Oh, children of the future - conceived in the toilets of Meadowhall - to be raised on cheap corn snacks and garage food.
Rolling empty cans down the stairwell. Don't you love that sound? Like the thoughts of a bad social worker rattling around his head...
Trying to remember what he learned at training college...
"Mester said you wasn't allowed in here - so why don't you get lost?"

And if you're good then when you grow up maybe you can live on Kelvin. Yeah, you can live in Kelvin. On promenade with concrete walkways, where pigeons go to die.

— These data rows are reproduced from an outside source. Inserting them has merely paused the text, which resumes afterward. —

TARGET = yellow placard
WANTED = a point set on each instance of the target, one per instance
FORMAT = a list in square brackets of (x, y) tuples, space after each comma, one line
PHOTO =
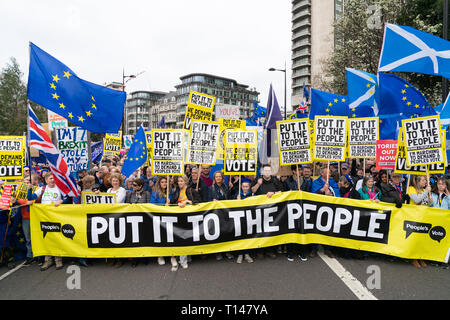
[(363, 134), (112, 143), (241, 152), (330, 138), (167, 152), (294, 142), (12, 157), (424, 132)]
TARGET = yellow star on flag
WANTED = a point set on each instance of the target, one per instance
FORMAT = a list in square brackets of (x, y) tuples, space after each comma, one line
[(67, 74)]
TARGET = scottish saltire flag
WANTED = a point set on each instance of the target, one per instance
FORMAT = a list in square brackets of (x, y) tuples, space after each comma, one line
[(162, 123), (270, 126), (61, 172), (398, 98), (444, 112), (56, 87), (97, 151), (389, 128), (305, 92), (328, 104), (259, 111), (137, 155), (361, 87), (406, 49)]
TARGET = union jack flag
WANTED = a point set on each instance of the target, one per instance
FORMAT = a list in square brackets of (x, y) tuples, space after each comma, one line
[(302, 107), (61, 172)]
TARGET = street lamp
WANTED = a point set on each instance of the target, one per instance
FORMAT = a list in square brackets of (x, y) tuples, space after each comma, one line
[(283, 70)]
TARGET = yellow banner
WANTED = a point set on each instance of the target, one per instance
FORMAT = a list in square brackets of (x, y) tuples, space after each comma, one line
[(147, 230)]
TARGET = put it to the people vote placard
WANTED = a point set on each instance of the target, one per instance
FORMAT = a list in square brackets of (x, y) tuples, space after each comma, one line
[(168, 152), (203, 141), (12, 157), (363, 134), (294, 142), (330, 137), (423, 141), (200, 107), (241, 152)]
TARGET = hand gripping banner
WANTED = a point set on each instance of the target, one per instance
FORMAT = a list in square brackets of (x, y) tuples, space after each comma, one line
[(147, 230)]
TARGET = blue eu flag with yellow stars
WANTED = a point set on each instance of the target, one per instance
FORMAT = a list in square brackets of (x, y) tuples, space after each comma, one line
[(137, 155), (56, 87), (400, 99), (328, 104)]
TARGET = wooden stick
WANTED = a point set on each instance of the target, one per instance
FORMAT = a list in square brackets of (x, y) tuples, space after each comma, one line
[(239, 192)]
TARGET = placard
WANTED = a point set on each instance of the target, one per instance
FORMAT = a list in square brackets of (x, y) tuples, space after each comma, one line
[(423, 141), (363, 134), (402, 167), (203, 141), (386, 154), (168, 152), (330, 136), (112, 143), (226, 124), (72, 145), (98, 198), (12, 157), (200, 107), (241, 152), (294, 142)]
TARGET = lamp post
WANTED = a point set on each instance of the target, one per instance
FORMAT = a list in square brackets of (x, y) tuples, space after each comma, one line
[(283, 70), (123, 89), (445, 35)]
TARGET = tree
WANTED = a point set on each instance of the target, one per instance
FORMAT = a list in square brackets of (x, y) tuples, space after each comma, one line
[(359, 36), (13, 101)]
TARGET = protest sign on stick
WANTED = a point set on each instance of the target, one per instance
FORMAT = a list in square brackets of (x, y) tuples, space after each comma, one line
[(12, 157), (200, 107), (363, 134), (423, 142), (330, 136), (73, 146), (241, 152), (294, 142), (203, 140), (168, 152), (112, 144)]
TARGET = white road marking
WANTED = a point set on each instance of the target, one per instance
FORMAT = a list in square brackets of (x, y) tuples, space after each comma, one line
[(3, 276), (361, 292)]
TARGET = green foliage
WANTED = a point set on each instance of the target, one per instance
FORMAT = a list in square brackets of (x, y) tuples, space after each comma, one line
[(13, 101), (359, 37)]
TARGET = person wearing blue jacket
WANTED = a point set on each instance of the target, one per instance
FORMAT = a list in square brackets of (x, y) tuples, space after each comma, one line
[(441, 194)]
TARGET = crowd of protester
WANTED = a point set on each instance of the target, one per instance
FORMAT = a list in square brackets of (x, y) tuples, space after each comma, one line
[(199, 184)]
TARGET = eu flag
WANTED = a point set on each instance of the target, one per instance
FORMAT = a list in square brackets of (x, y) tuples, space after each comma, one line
[(56, 87), (400, 99), (361, 87), (328, 104), (137, 155)]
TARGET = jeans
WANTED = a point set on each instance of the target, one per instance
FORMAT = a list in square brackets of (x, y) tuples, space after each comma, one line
[(27, 234)]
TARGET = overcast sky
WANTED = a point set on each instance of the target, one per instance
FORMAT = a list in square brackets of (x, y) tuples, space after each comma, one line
[(238, 39)]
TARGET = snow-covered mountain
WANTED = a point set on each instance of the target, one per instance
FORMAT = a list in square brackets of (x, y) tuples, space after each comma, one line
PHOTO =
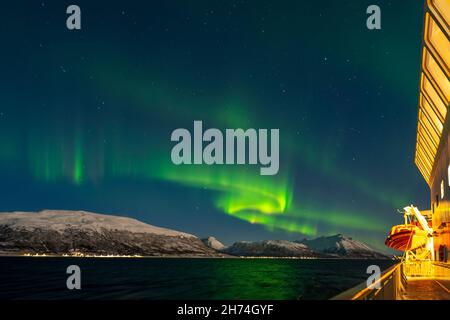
[(62, 231), (341, 246), (269, 248), (213, 243)]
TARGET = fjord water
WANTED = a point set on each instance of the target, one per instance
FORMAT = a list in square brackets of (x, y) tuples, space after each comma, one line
[(173, 278)]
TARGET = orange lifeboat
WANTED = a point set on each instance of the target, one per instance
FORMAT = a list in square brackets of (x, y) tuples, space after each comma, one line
[(406, 237)]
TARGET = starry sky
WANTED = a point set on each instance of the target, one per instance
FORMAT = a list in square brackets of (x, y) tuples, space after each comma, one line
[(86, 115)]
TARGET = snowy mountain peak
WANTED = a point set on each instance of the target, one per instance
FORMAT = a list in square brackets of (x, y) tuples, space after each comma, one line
[(341, 245), (60, 220), (213, 243)]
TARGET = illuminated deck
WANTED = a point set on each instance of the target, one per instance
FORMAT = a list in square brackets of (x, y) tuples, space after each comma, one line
[(425, 280), (427, 289)]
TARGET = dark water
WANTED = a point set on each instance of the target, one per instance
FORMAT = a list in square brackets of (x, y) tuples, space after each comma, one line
[(45, 278)]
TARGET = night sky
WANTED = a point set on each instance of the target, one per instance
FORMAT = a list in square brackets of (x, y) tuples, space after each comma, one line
[(86, 116)]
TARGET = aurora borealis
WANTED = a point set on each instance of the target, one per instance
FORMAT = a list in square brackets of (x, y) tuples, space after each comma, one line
[(86, 116)]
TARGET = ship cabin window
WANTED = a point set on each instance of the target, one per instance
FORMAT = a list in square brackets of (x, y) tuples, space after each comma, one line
[(448, 175)]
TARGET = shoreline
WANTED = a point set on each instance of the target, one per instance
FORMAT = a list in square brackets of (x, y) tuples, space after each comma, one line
[(18, 255)]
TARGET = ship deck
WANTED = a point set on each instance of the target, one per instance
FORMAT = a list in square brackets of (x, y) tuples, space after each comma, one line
[(427, 289)]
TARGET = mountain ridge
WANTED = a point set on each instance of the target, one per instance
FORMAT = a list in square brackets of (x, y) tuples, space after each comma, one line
[(62, 232)]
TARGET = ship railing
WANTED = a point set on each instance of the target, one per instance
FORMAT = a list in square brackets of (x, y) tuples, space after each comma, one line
[(441, 270), (389, 286), (419, 269)]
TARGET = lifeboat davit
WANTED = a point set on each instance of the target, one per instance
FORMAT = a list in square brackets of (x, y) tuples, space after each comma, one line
[(406, 237)]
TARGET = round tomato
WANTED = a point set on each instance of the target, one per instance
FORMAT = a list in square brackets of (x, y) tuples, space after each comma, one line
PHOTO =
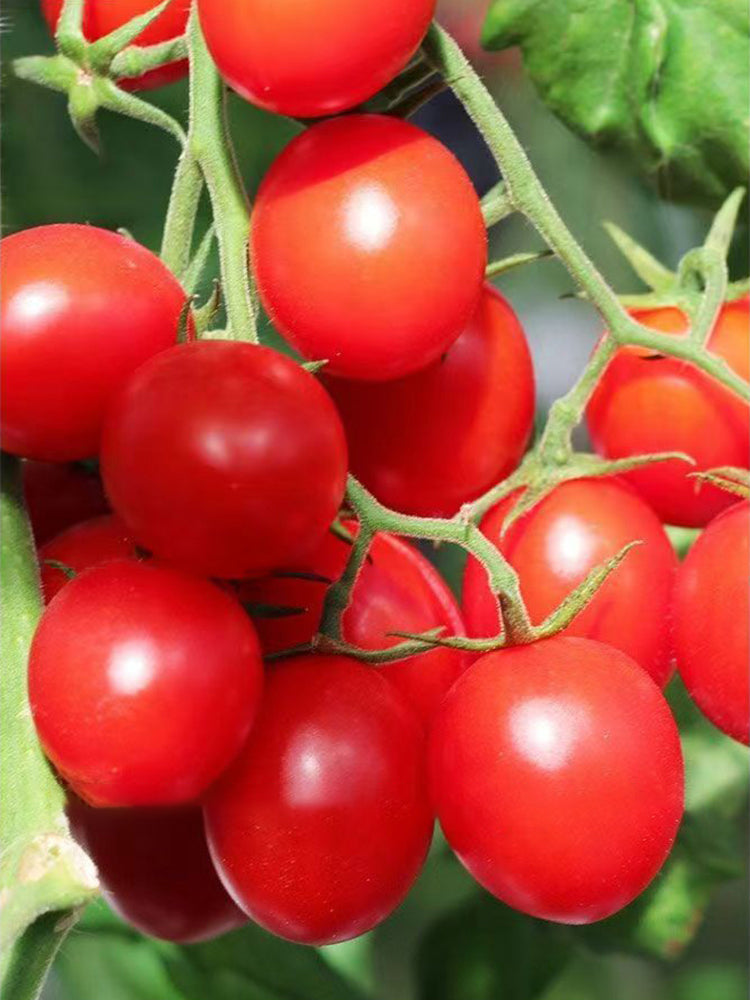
[(155, 870), (322, 824), (82, 308), (368, 246), (225, 458), (102, 16), (312, 57), (427, 443), (646, 404), (712, 607), (557, 775), (143, 683), (553, 547)]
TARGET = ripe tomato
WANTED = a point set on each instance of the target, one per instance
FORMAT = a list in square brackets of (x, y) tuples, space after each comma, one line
[(143, 683), (557, 775), (581, 524), (102, 16), (82, 308), (712, 607), (397, 590), (427, 443), (225, 458), (645, 405), (155, 870), (322, 824), (399, 246), (312, 57)]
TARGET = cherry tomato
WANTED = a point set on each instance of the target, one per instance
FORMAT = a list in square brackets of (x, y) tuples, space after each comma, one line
[(580, 525), (368, 246), (645, 404), (225, 458), (322, 824), (427, 443), (91, 543), (155, 870), (397, 590), (82, 308), (143, 684), (712, 607), (102, 16), (61, 495), (312, 57), (557, 775)]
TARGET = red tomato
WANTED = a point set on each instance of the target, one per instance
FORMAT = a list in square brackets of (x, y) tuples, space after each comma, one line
[(398, 590), (581, 524), (312, 57), (712, 607), (648, 405), (557, 775), (225, 458), (368, 246), (323, 823), (155, 870), (102, 16), (59, 496), (427, 443), (82, 308), (88, 544), (143, 683)]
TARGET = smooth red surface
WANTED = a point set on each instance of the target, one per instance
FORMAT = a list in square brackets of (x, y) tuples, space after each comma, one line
[(323, 823), (429, 442), (82, 308), (143, 684), (647, 405), (712, 608), (368, 246), (398, 590), (225, 458), (155, 870), (305, 58), (557, 775), (91, 543), (102, 16), (580, 525)]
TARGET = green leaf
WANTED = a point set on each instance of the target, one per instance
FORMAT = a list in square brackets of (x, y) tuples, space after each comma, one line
[(663, 82)]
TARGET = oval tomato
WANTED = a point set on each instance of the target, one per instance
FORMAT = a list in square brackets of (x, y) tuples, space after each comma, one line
[(312, 57), (430, 442), (581, 524), (645, 404), (399, 246), (225, 458), (322, 824), (557, 775), (82, 308)]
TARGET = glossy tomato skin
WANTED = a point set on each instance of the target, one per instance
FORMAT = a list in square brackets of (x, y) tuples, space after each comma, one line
[(155, 870), (100, 17), (82, 308), (397, 590), (143, 684), (557, 776), (647, 405), (712, 608), (312, 57), (430, 442), (580, 525), (226, 458), (400, 246), (322, 824)]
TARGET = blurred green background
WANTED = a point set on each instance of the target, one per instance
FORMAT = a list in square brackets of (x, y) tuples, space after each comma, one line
[(49, 176)]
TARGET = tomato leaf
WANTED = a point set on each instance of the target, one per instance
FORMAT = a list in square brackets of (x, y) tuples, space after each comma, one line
[(664, 82)]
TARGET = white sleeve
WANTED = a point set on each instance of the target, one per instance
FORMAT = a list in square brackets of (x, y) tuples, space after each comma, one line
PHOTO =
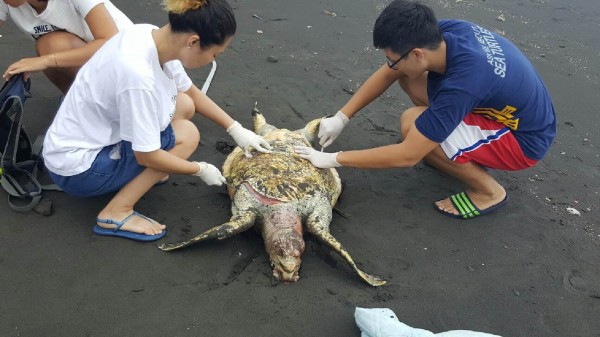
[(182, 80), (83, 7), (3, 11), (139, 124)]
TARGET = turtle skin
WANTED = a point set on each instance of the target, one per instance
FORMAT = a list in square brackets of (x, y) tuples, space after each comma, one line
[(280, 194)]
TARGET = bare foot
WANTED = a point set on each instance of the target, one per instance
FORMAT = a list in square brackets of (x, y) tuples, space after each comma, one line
[(481, 201), (136, 223)]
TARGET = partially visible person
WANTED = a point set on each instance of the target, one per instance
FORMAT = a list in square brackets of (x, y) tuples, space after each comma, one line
[(66, 33), (125, 123), (479, 104)]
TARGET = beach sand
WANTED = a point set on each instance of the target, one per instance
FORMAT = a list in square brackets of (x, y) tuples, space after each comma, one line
[(530, 269)]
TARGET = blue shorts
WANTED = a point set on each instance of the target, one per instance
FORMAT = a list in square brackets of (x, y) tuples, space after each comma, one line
[(113, 168)]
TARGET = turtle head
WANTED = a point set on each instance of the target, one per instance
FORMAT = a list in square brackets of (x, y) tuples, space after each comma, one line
[(285, 253)]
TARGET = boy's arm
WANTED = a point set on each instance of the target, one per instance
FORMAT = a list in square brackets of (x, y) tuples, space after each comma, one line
[(373, 87)]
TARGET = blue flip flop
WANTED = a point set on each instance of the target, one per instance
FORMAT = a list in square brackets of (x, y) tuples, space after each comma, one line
[(125, 234), (467, 209)]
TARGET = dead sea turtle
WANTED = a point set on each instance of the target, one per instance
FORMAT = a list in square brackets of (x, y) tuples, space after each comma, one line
[(278, 192)]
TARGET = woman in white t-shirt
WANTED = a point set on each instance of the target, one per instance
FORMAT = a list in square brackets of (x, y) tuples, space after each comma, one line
[(67, 33), (124, 124)]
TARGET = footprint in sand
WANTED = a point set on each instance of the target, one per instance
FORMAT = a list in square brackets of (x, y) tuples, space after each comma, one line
[(582, 283)]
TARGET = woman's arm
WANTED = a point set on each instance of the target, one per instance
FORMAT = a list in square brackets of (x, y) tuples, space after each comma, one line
[(102, 27), (209, 109)]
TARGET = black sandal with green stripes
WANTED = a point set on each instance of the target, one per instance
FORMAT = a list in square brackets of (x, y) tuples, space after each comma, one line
[(467, 209)]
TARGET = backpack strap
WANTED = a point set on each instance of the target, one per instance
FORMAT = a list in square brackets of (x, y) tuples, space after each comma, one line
[(18, 176)]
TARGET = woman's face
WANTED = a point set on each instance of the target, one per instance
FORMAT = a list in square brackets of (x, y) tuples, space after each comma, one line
[(192, 56)]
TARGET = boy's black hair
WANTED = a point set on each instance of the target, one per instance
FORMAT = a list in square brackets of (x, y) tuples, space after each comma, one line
[(406, 24), (214, 22)]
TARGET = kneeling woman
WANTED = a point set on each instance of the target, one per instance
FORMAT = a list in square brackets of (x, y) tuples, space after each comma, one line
[(124, 124)]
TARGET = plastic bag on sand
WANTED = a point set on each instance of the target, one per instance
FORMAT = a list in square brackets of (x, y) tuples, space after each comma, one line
[(382, 322)]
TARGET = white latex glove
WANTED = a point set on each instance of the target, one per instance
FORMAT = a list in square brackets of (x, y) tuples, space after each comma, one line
[(246, 138), (210, 174), (331, 127), (317, 158)]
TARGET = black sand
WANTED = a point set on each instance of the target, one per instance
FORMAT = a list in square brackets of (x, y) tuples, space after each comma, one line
[(529, 270)]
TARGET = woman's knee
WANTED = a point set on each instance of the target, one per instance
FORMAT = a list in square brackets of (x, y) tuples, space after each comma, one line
[(408, 118), (186, 133), (57, 42), (184, 107)]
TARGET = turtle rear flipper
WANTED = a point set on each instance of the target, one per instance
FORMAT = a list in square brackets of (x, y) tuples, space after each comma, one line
[(318, 225), (235, 225)]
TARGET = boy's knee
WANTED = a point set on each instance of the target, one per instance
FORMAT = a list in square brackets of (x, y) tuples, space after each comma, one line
[(408, 118)]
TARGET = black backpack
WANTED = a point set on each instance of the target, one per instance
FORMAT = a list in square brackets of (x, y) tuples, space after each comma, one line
[(19, 158)]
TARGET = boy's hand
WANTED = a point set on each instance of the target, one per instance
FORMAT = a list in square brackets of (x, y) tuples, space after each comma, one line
[(331, 127), (246, 138)]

"A woman on the 14th floor noticed that her ceiling was bulging as if under a great weight. When the council investigated they discovered that the man in the flat above had transported a large quantity of soil into his living room in which several plants he had stolen from the local park were growing. When questioned, the man said that all he had wanted was a garden.
When questioned, the man said that all he had wanted was a garden."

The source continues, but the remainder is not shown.